In Kimberley Group Housing Ltd v Hambley and ors and Angel Services (UK) Ltd v Hambley and ors, the Employment Appeal Tribunal (EAT) has overturned an Employment Tribunal’s finding that where a service provision contract is performed by one company and is taken over by two companies, the liability for transferred employees should be apportioned between the two companies.

This is an important case, as it is the first guidance to be given by the EAT on the effect of service provision changes under TUPE.

What did the Court decide?

Leena Homes Ltd (Leena) was contracted by the Home Office to provide accommodation and related services for asylum seekers. In 2006, Leena lost the contract and Kimberley Group Housing Ltd (Kimberley) and Angel Services (UK) Ltd (Angel) were awarded the right to succeed Leena under a new contract. The six claimants – employees of Leena engaged in providing these services – lost their jobs as a result and claimed they had been subject to a TUPE transfer.

The Tribunal examined regulation 3(1)(b) of TUPE which provides that a relevant transfer under TUPE can be a ‘service provision change’. The Tribunal found that there had been a service provision change because, as described by regulation 3(1)(b)(ii), activities ceased to be carried out by a contractor on a client’s behalf and were now carried out instead by another person (“a subsequent contractor”) on the client’s behalf. The Tribunal asked itself, “to whom did the contract of employment or liability of each claimant under or in connection with the service provision transfer?” In response, it concluded that “although the people and their contracts cannot be “split”, the liabilities under these contracts can.” Applying this reasoning, the Tribunal held that liability for the transferring employees should be apportioned between the two subsequent contractors, Kimberly and Angel, depending on how much of each claimant’s work each successor adopted. The two companies appealed against the decision.

The EAT allowed the appeal, holding that although the Tribunal was correct in finding that there had been a service provision change, its conclusion regarding the effect of that service provision change was “fatally flawed”. There is no precedent in statute or in common law for the division of liabilities under a contract between two transferees on a percentage basis. Whilst the Tribunal correctly recognised that an employee could not be the servant of two masters, it considered that the liabilities under the contract of employment could be separated out. The Tribunal reasoned that this was possible because the employees concerned had been dismissed. However, the EAT pointed out that the Tribunal’s reasoning would require the same apportionment to be applied even where the employees are still employed. This would cause obvious difficulties which demonstrated that this approach could not be right.

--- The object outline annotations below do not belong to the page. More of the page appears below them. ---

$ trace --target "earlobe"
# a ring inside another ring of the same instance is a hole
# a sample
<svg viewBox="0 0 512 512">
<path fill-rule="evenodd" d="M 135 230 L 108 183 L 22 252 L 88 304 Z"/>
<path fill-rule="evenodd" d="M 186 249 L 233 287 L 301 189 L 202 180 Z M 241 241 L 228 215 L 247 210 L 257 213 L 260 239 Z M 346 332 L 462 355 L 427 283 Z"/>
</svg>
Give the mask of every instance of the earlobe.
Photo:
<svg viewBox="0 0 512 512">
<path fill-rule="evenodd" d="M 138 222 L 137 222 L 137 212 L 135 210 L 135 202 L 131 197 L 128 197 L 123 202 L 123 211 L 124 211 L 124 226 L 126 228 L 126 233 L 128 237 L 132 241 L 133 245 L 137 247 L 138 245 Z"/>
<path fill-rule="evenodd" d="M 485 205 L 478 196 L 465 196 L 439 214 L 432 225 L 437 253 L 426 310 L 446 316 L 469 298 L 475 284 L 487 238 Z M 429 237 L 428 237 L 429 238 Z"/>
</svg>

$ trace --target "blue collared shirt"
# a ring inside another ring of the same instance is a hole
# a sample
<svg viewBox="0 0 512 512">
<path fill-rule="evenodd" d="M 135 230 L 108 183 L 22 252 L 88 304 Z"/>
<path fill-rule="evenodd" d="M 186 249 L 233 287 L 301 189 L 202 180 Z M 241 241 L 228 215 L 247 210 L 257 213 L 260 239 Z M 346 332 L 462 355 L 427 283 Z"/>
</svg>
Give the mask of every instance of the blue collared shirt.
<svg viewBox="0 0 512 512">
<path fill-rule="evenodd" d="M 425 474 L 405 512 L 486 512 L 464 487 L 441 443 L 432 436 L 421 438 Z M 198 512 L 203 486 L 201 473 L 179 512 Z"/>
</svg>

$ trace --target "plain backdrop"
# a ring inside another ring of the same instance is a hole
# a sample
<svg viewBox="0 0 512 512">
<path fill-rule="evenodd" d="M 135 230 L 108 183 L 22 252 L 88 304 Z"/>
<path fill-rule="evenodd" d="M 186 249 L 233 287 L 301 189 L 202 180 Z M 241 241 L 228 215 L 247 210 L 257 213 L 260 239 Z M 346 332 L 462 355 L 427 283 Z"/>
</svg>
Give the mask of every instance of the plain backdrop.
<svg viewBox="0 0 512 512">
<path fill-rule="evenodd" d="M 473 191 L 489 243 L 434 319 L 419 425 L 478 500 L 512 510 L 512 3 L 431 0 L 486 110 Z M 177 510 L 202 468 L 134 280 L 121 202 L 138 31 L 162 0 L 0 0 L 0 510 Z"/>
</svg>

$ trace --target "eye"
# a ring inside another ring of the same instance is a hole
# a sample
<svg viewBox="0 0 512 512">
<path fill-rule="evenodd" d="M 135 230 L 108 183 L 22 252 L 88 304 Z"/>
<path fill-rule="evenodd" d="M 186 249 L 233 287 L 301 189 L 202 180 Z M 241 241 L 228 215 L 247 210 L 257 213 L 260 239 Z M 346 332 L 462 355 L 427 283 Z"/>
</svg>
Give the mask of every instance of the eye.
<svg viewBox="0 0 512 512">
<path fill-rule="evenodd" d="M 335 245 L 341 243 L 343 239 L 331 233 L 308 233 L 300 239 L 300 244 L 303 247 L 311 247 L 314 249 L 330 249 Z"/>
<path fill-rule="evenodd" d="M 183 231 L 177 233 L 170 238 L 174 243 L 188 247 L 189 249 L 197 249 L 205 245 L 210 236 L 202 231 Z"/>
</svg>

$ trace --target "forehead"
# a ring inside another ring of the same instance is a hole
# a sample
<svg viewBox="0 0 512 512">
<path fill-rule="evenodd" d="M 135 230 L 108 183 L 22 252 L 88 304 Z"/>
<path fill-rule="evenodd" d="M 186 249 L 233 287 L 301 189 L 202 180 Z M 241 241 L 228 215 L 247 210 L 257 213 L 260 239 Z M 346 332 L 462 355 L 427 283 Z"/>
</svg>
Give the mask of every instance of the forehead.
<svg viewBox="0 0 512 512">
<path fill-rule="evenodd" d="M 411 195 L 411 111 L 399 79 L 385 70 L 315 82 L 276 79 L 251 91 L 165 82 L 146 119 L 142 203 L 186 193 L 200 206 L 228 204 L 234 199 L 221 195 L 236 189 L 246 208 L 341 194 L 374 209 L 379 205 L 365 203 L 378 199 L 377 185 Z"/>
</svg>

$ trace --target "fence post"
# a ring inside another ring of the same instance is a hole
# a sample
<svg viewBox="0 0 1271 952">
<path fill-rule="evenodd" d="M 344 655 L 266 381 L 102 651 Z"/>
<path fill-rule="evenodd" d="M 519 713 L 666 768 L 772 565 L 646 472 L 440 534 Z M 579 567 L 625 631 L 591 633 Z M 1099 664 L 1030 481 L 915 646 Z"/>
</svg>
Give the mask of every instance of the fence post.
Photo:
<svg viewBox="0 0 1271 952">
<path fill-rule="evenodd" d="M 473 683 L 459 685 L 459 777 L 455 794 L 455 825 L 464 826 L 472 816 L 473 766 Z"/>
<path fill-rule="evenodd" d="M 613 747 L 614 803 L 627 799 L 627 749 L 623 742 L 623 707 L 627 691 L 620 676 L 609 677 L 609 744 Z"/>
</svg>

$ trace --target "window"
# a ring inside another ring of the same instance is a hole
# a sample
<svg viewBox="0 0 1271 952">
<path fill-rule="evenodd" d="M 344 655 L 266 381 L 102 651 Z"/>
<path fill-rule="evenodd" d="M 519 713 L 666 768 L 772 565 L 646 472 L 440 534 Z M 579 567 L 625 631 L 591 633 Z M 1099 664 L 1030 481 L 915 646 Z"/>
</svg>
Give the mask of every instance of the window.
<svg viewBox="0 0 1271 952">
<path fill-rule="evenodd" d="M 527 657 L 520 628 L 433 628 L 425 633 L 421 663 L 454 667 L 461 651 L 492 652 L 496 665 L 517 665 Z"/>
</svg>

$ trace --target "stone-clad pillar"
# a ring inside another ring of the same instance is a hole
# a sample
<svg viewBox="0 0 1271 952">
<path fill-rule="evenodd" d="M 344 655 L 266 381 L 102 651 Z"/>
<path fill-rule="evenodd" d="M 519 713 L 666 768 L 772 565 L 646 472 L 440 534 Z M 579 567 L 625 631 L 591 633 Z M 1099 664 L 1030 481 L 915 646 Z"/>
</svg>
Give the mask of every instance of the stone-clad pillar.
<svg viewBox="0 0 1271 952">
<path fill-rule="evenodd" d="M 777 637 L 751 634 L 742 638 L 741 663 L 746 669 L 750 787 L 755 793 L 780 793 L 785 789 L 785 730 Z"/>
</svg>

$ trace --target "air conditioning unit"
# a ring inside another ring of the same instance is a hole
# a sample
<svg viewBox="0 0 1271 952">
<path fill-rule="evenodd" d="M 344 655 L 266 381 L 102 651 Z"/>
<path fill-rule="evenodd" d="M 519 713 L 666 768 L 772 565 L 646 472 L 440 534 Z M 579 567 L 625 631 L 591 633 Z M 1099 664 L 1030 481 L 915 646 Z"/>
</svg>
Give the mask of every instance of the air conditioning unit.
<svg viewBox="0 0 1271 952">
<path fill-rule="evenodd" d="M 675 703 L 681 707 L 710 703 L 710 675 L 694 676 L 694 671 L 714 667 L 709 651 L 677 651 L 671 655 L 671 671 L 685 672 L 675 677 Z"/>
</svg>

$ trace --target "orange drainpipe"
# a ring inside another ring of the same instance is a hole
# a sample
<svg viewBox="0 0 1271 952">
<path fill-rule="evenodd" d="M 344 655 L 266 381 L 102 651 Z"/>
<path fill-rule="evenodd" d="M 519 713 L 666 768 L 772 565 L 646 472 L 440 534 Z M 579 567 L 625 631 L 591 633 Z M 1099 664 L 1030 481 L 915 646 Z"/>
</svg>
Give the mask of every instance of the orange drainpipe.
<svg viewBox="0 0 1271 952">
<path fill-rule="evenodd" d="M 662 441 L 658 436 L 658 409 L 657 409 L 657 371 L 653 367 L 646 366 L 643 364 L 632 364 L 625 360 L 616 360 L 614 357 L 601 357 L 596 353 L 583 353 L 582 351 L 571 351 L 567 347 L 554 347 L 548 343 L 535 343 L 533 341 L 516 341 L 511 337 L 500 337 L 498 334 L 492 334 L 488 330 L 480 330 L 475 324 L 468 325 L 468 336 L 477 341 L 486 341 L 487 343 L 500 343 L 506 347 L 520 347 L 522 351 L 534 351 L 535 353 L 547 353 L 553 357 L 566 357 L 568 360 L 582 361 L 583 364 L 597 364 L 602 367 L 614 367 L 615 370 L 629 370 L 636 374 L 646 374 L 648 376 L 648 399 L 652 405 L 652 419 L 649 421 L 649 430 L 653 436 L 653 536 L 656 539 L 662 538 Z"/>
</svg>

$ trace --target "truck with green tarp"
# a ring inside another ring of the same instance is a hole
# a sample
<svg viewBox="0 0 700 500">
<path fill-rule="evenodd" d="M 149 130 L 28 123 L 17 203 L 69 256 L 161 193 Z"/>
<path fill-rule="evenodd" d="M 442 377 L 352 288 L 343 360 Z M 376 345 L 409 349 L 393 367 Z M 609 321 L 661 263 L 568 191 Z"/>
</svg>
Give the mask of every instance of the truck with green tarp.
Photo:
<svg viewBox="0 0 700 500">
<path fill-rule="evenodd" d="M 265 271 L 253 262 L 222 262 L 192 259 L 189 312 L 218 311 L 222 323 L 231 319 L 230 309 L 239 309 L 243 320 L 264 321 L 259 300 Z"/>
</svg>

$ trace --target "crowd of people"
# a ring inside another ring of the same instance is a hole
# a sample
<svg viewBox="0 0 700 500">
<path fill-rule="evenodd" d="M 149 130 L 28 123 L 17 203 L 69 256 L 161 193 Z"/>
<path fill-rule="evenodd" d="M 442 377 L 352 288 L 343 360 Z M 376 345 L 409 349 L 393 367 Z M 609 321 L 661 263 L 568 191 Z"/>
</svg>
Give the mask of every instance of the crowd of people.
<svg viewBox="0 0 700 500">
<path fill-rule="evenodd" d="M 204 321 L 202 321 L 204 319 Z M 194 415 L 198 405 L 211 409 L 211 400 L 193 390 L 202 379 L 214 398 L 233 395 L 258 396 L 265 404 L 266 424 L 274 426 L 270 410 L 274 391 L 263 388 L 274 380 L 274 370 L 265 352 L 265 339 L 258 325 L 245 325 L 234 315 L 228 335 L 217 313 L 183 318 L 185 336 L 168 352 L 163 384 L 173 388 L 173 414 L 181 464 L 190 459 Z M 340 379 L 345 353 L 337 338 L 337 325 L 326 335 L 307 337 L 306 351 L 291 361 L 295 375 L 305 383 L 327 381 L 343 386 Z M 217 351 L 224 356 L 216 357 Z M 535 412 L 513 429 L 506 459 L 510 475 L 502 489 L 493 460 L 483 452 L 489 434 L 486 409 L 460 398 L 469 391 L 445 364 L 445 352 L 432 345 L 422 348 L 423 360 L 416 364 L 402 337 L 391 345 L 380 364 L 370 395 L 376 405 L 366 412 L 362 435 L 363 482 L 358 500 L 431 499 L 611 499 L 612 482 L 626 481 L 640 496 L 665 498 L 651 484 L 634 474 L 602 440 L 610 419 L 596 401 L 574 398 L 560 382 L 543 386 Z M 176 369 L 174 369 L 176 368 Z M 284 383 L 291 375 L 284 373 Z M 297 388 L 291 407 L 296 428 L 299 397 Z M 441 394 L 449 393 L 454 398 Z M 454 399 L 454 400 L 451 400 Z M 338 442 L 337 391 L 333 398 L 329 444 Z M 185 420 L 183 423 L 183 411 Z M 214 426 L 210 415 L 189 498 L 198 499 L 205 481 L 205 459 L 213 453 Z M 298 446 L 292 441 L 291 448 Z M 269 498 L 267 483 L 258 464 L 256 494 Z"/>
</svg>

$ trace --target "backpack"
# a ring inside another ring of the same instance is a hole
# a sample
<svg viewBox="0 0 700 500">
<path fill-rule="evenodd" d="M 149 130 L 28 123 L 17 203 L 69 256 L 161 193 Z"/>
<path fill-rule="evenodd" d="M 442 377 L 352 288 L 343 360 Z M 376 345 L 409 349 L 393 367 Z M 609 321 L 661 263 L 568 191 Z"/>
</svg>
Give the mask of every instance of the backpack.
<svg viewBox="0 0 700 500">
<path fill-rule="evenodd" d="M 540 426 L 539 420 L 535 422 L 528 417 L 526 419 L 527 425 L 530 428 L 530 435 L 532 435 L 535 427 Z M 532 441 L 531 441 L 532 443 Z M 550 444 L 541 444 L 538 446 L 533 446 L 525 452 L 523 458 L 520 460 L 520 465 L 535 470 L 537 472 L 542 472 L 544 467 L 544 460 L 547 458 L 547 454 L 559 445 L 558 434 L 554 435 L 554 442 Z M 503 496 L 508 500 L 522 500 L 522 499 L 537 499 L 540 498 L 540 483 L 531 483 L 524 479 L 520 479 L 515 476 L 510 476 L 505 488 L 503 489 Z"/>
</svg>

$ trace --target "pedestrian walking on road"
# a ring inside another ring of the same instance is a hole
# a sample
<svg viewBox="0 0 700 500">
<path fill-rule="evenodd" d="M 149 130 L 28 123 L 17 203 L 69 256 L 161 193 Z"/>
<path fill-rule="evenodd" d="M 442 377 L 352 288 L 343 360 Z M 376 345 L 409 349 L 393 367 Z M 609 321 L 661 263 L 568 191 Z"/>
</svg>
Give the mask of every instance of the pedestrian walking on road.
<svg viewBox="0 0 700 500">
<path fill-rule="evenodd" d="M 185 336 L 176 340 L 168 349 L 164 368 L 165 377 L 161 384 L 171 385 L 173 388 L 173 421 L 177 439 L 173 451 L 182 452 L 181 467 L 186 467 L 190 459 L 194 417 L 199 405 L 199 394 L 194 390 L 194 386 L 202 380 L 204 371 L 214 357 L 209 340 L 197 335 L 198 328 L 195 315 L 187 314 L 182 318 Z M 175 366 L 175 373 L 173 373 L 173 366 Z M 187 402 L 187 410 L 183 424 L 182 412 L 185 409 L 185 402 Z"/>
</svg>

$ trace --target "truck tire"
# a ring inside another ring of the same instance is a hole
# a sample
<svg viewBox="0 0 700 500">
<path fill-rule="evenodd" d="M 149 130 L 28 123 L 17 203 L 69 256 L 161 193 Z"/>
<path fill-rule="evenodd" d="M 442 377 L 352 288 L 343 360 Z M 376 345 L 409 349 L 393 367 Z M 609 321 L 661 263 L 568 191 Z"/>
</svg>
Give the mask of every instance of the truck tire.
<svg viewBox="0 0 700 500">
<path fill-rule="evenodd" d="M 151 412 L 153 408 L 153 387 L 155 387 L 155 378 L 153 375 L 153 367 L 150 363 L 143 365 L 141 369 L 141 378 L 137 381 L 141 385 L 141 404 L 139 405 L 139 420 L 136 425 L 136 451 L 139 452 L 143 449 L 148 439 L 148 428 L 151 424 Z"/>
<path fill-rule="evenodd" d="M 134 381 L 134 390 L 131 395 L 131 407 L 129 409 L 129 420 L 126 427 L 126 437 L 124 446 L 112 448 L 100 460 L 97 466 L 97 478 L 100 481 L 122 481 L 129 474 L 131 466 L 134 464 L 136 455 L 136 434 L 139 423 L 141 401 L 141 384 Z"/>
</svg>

The overall principle, said the EAT, is essentially the link between the employee and the work or activities to be performed. The EAT considered that the Tribunal should have established which company had, after the service provision change, taken on the activities which each employee claimant had previously performed. In order to establish this, the Tribunal should have been guided by the principles set out in the European Court case of Botzen v Rotterdamsche Droogdok Maatschappij (1985) ECJ as applied by the UK Court in Duncan Webb Offset (Maidstone) Ltd v Cooper (1995 )

Had they taken this approach, the EAT were convinced that the Tribunal would have had to find that all six claimants transferred to Kimberley because Kimberley had taken on the majority of the activities previously carried out by Leena. The EAT therefore found that the employees had transferred to Kimberley and Kimberly alone was liable for them.

What this decision means for employers

This is the first piece of guidance on how a Tribunal should approach the situation in which a service, once provided by a single contractor, is later to be provided by two or more contractors. It is clear from this case that the contractors cannot be jointly liable for any particular employee. The question, therefore, is which of those two contractors, if any, should take responsibility for any employee who had been engaged in performing the service previously and on what basis?

In this particular case, the EAT considered which of the contractors had adopted the majority of the activities performed by the previous contractor in order to determine who took on responsibility for the transferred employees. This, it seems, was done in part for economic and practical reasons as requested by counsel for each of the parties, rather than having another Tribunal reconsider the facts and come to a decision. 

In practice, a Tribunal faced with this sort of case would have to apply the test as laid down in Botzen and Duncan Webb which decided that it is a question of fact as to which employees were “assigned to” the business, or part of business transferred. It will not always necessarily be simply a question of which contractor took on the majority of the activities of the previous contractor, as in this case. Although, in Duncan Webb, no definitive rules were provided, a number of helpful factors were suggested – the amount of time spent on one part of the business or the other; the amount of value given to each part by the employee; the terms of the contract of employment showing what the employee could be required to do and how the costs to the employer of the employee’s services had been allocated between the different parts of the business. There is not an exhaustive list of factors but the focus should be on the link between the employee and the work or activities which are performed and whether the employer is “assigned” to the work transferred.